Tootie’s Tempeh wins two Good Food Awards for fermented plant protein
A Biddeford co-op beat out more than 1,200 entries to win two Good Food Awards, putting plastic-free tempeh in the same conversation as bigger plant-protein brands.

Tootie’s Tempeh just turned a manufacturing choice into a competitive edge. The worker-owned cooperative in Biddeford, Maine, won two 2026 Good Food Awards for its Traditional and Curry Seasoned tempeh, a result that puts a small fermented-protein maker alongside 241 other winners chosen from more than 1,200 entries through blind tasting.
That matters because tempeh still has to fight for shelf space and mindshare in a plant-protein market crowded with burgers, sausages, nuggets and shelf-stable snacks. Tootie’s is making its case with a product story that is hard to copy: the company says it ferments tempeh in metal pans rather than the plastic bags used in much of commercial production, and that approach has kept more than 100,000 to 150,000 plastic bags out of landfills since launch, depending on the company source and reporting date.

The brand is not new to the conversation. Tootie’s says Sarah Speare and Barbara Fiore founded the company in 2019, then spent two years developing the product before commercial launch in November 2022. Based in the Pepperell Mill, the business has leaned into organic, locally sourced soybeans and a flavor profile that aims for buttery, nutty notes instead of the bitterness many consumers associate with tempeh. The company also says it is the only commercial tempeh maker using the metal-pan fermentation method.
Its cooperative structure is part of the pitch, not a footnote. Profits are shared among employee-owners who also help make business decisions, and the Maine Governor’s office recognized Tootie’s in December 2025 for innovation. In January 2026, Speare was elected to the Plant Based Foods Association board and serves as treasurer, giving the brand a louder voice inside the category even as it pushes a locally rooted production model.

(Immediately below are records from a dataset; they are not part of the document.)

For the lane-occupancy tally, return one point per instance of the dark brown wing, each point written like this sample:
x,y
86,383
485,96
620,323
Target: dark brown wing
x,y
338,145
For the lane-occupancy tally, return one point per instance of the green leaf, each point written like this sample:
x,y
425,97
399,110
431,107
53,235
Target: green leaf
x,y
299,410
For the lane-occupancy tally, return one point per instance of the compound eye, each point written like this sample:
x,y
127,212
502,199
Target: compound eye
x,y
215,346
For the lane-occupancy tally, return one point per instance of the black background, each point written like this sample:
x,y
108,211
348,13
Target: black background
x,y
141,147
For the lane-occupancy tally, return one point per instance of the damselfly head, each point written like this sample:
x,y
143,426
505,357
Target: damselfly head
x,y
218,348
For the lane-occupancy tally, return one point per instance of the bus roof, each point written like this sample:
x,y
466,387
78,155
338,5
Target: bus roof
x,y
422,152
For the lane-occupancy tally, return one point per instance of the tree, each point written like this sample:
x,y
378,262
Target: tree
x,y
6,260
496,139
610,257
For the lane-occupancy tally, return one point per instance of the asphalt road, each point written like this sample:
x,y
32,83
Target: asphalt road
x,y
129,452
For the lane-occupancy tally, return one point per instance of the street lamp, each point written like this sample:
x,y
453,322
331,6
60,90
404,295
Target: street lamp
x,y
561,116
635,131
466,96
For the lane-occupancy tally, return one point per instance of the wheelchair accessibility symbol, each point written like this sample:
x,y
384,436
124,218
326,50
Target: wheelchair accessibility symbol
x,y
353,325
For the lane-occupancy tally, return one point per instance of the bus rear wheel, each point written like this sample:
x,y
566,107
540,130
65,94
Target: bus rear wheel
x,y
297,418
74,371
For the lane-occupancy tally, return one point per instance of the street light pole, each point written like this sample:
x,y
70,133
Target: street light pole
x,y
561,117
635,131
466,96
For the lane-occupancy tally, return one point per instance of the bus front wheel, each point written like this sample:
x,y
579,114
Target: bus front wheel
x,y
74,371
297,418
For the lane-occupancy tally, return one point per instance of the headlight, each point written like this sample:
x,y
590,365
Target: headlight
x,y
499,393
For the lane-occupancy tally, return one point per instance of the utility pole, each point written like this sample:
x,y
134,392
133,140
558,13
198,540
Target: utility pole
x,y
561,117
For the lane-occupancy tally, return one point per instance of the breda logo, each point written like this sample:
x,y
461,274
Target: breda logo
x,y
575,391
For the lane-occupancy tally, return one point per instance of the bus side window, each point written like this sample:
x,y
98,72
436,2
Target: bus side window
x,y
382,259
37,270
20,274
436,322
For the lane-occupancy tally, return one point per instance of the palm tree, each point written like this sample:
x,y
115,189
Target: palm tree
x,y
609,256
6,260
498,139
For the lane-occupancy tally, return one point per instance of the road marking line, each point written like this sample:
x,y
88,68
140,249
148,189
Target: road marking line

The distribution footprint has widened beyond Maine, which is where this story gets interesting for the broader plant-protein market. Tootie’s now sells in New England and New York, including some Whole Foods Market locations in New England, and has reached Baldor Specialty Foods and HelloFresh. The company has also been part of efforts to bring locally sourced plant protein into hospitals, work supported by a USDA Specialty Crop Block Grant through NCAT.
For all the mission language, the hard test is whether shoppers will keep buying it. The Good Food Awards help by validating flavor and craft, not just ethics, and Tootie’s has built a profile that ties craftsmanship to values without losing sight of the food itself. In a category that often chases scale first, the company is making a credible case that process, ownership and taste can still define a brand.